How Amazon Web Services Uses Formal Methods (2015) [pdf]

Twirrim · on Jan 20, 2020

One of the teams I worked for in AWS used TLA+ on a new back-end feature that was added. It was one that, if things went wrong, would be extremely bad for customers. The needs for operating on scale only added to the necessary complexity. Paranoia was key.

They'd estimated something like an optimistic 4 months for the work.

Two of the more senior developers were assigned the task, and they had to learn TLA+ and formal methods from scratch. (one dev's main complaint was that he was forced to use Eclipse, I don't know if integration has now happened with other IDEs since then).

It took a little bit for them to get up to speed, but they were soon implementing and catching bugs in the proposed designs, and they had all the bugs ironed out within a few weeks.

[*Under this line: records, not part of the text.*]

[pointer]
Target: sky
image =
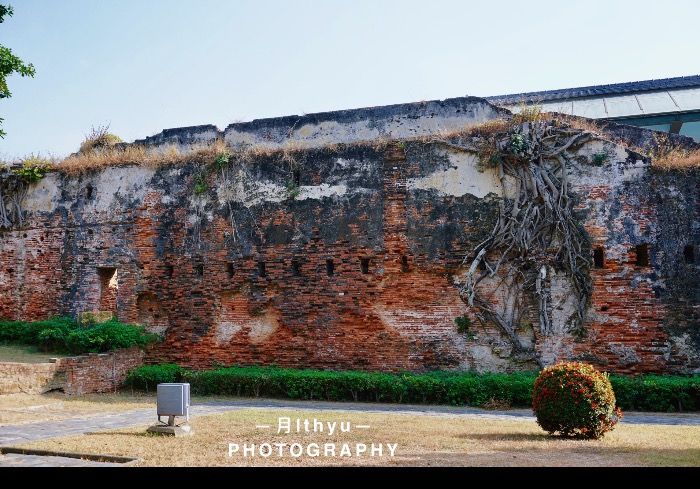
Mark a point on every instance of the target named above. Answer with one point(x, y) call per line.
point(138, 67)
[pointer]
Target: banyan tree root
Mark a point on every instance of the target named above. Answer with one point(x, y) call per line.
point(536, 233)
point(13, 191)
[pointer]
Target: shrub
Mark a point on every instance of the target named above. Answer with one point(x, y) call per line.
point(99, 138)
point(575, 400)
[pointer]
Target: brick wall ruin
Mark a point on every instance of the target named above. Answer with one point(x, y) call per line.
point(350, 255)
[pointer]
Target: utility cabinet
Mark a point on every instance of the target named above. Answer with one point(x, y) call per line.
point(173, 400)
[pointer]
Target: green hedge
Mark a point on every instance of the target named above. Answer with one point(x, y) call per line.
point(647, 393)
point(64, 335)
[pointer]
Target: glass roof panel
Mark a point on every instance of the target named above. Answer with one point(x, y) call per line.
point(591, 108)
point(657, 102)
point(687, 99)
point(622, 106)
point(691, 129)
point(561, 106)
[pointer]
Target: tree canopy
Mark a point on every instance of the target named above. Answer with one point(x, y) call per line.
point(9, 64)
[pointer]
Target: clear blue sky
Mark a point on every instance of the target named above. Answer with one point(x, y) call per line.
point(141, 66)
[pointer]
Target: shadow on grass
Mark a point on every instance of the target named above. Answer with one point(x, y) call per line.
point(505, 436)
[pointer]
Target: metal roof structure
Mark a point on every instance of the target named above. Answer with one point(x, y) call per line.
point(668, 104)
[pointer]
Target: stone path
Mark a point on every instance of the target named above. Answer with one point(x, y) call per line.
point(11, 436)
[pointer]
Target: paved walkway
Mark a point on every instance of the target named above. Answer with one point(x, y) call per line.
point(11, 436)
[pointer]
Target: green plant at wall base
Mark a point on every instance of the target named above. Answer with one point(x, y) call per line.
point(575, 400)
point(64, 335)
point(518, 144)
point(33, 169)
point(599, 157)
point(200, 185)
point(223, 159)
point(292, 190)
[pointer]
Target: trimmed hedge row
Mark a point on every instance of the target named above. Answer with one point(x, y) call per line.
point(64, 335)
point(649, 393)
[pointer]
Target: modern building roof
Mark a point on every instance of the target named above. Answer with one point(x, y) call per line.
point(598, 90)
point(668, 104)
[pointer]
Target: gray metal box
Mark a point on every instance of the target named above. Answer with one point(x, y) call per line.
point(174, 400)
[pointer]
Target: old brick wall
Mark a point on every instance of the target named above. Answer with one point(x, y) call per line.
point(98, 372)
point(29, 378)
point(350, 257)
point(84, 374)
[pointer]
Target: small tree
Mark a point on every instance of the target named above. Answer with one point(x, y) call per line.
point(575, 400)
point(9, 64)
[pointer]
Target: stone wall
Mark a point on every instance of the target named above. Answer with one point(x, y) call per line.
point(350, 255)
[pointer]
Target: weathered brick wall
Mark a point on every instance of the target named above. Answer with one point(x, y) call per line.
point(29, 378)
point(85, 374)
point(359, 267)
point(98, 372)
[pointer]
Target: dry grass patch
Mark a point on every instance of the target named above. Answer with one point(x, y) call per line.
point(16, 409)
point(427, 440)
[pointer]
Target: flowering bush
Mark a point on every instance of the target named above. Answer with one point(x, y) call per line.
point(575, 400)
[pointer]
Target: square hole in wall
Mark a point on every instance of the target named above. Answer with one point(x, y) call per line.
point(599, 258)
point(642, 252)
point(404, 264)
point(364, 265)
point(689, 254)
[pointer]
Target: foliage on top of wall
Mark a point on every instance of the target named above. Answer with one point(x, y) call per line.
point(14, 185)
point(98, 139)
point(33, 169)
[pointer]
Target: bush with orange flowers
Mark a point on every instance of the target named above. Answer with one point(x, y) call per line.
point(575, 400)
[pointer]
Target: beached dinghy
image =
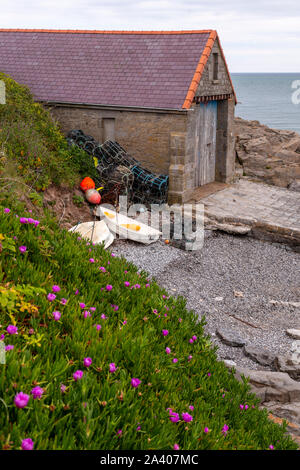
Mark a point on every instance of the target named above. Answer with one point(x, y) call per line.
point(98, 230)
point(126, 227)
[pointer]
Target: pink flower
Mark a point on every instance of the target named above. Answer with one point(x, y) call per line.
point(55, 288)
point(87, 361)
point(37, 392)
point(187, 417)
point(27, 444)
point(51, 297)
point(21, 400)
point(135, 382)
point(56, 315)
point(174, 417)
point(225, 429)
point(112, 367)
point(78, 375)
point(12, 330)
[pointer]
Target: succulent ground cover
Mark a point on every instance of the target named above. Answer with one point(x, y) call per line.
point(100, 357)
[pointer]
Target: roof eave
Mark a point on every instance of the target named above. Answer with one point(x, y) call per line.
point(113, 107)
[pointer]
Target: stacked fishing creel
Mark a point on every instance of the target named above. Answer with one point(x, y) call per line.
point(120, 173)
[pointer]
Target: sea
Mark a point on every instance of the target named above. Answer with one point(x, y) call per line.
point(270, 98)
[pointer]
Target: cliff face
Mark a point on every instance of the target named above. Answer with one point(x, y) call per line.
point(269, 155)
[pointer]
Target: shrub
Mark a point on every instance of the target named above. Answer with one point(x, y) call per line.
point(33, 142)
point(179, 395)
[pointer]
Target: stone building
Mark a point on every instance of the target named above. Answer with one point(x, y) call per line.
point(165, 96)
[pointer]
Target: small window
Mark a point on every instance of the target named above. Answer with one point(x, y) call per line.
point(215, 66)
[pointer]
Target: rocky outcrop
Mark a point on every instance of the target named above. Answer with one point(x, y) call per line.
point(269, 155)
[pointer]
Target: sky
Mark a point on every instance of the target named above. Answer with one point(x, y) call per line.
point(256, 35)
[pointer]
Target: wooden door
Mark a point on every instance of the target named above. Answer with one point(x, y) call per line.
point(206, 143)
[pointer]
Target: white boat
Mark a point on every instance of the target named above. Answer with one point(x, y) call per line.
point(126, 227)
point(98, 230)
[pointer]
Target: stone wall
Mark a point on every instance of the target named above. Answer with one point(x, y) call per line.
point(145, 135)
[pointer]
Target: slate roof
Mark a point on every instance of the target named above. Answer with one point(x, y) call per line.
point(155, 69)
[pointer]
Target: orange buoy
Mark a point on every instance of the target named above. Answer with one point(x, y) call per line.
point(93, 196)
point(87, 183)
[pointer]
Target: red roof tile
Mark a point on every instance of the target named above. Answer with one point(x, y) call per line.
point(121, 68)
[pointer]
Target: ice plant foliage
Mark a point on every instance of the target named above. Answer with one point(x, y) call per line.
point(142, 379)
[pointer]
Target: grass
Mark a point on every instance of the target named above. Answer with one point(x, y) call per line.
point(31, 145)
point(107, 324)
point(102, 410)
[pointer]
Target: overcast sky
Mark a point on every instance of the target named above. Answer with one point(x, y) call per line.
point(256, 35)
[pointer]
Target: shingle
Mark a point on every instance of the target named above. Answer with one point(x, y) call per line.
point(129, 69)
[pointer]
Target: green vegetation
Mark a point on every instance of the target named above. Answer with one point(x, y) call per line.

They then found that going from TLA+ to actual Java code was almost a "fill in the blanks" exercise. The formal model provided almost the exact structure they needed for their final code. Going from model to code took them very little time at all. It was in production, running in shadow mode after not even 2 months, and was fully live not long afterwards.

TLA+ got subsequently used for a number of other features added to the platform.

There had been general push back among developers that learning TLA+ and doing formal verification was only going to slow them down, but we found it was quite to the opposite. TLA+ actually sped up development, with the big bonus of higher confidence of correctness.

hwayne · on Jan 20, 2020

> (one dev's main complaint was that he was forced to use Eclipse, I don't know if integration has now happened with other IDEs since then)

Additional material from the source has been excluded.